Суди по этому, могу ли я тебя искренно поздравить с ангелом за такие подлости с твоей стороны? Право, лучше бы тебе на свет не родиться, чем видеть меня в этаком положении. Попробуй сдохнуть!.. Впрочем, и это не поможет. Тогда, пожалуй, будет еще хуже: я превращусь в брата покойного великого писателя... Нет, уж лучше живи и здравствуй, черт с тобой... Дела не поправишь, ибо ты бессмертен.
Билибина видел сегодня. Он выздоровел. Осколочные дамы цветут, кланяются и высказывают претензию за то, что ты им не пишешь.
В виде именинного подарка посылаю тебе совет: "Не женись, и благо ти будет!" Сродников -- с именинником. Бал будет?
Твой А.Чехов.
P.S. Прошу Мишку сходить в "Радугу". Там есть мои деньги.
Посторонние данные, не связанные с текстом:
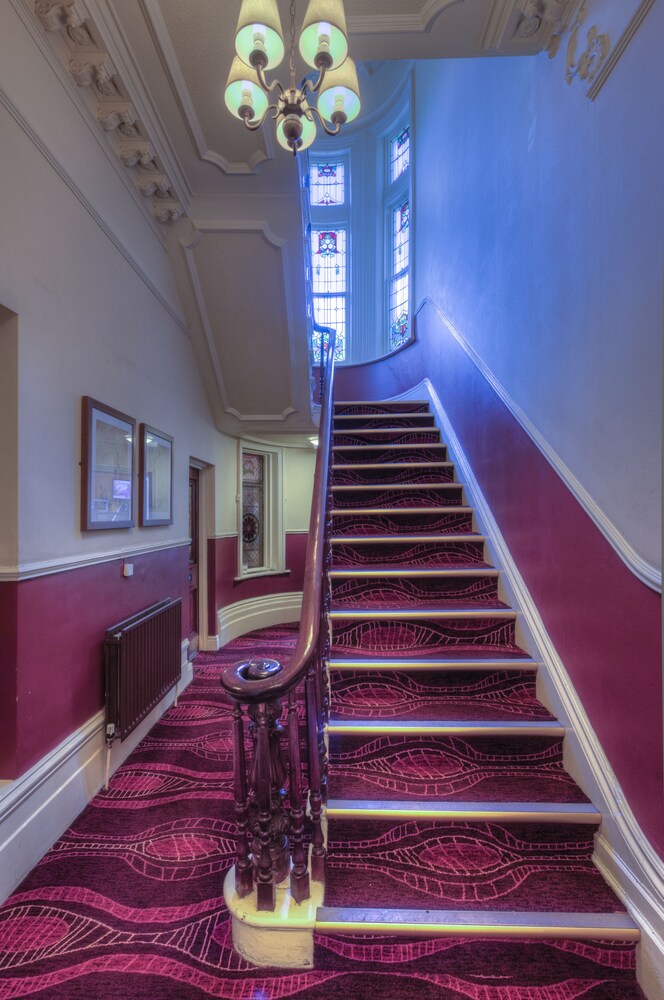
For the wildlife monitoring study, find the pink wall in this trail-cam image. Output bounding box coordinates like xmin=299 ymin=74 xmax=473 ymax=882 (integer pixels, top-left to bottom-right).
xmin=335 ymin=307 xmax=663 ymax=856
xmin=0 ymin=545 xmax=189 ymax=779
xmin=208 ymin=532 xmax=308 ymax=633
Анна тоже поздравляет, а в ящик это письмо опускает мой Колька. Стало быть, косвенно тоже поздравляет. Место секретаря "Русского судоходства" более для меня не существует. Привел дела в порядок и более не надобен. Не очень об этом жалею. В Питере не пропадешь. В "Новом времени" сижу крепко.
"Радуга" -- еженедельный журнал "с картинками", издавался в Москве с 1883-го по 1888 г.